The Trellis & the Vine ch.9

(By: Eddie Goodwin)

The emphasis of chapter nine is reflected in the title: Multiplying Gospel-Growth through Training Co-Workers.  Toward the end of the chapter, the authors provide a summary of their model so far related in the book.

Co-workers, vine-workers, and the bigger picture

1. What is God doing in the world?  God is calling people into His kingdom through Spirit-backed gospel preaching.  He is growing a great worldwide vine, which is Christ and the people who are joined to Him.

2. Everyone who by God’s grace becomes a disciple of Christ is not only part of the vine, but also a vine-worker, a disciple-maker, a partner in the gospel.  Although some Christians have particular gifts and responsibilities for teaching and oversight, all Christians have a role in prayerfully speaking the word of truth to each other and to those outside.

3. Training is the process of growing mature Christian vine-workers — that is, Christians who are mature enough in their faith to look for opportunities to serve others by prayerfully speaking God’s truth to them.  This is our aim in people work.  It involves not just ministry skills and competencies, but growth in convictions (understanding) and character (godliness).  This is a fundamental aspect of church life, and might involve a shift in the way we think about church (especially with respect to our reliance on sermons as the only means of growth).

4. Training (understood in this way) is the engine of gospel growth.  People move from being outsiders and unconverted through being followed up as new Christians and then growing into mature, stable Christians who are then in turn trained and mobilized to lead others through the ‘gospel growth’ process.
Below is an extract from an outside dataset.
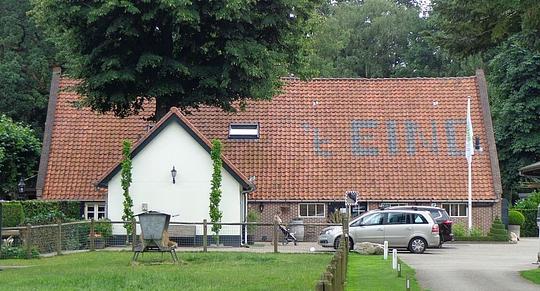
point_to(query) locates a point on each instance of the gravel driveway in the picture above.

5. Recruiting and training a smaller group of co-workers is the first step towards recruiting and training all Christians as vine-workers.  You can’t personally minister to and train 130 people.  But you can start with ten, and those ten can work beside you — not only to minister personally to others, but to train others as well, who will in turn minister to others.  The ‘co-workers’, in other words, are not a different category — they are just a bunch of gifted potential ‘vine-workers’ who work beside you to get things moving.  It’s ministry multiplication through personal training, and it is one of the great needs of the contemporary church.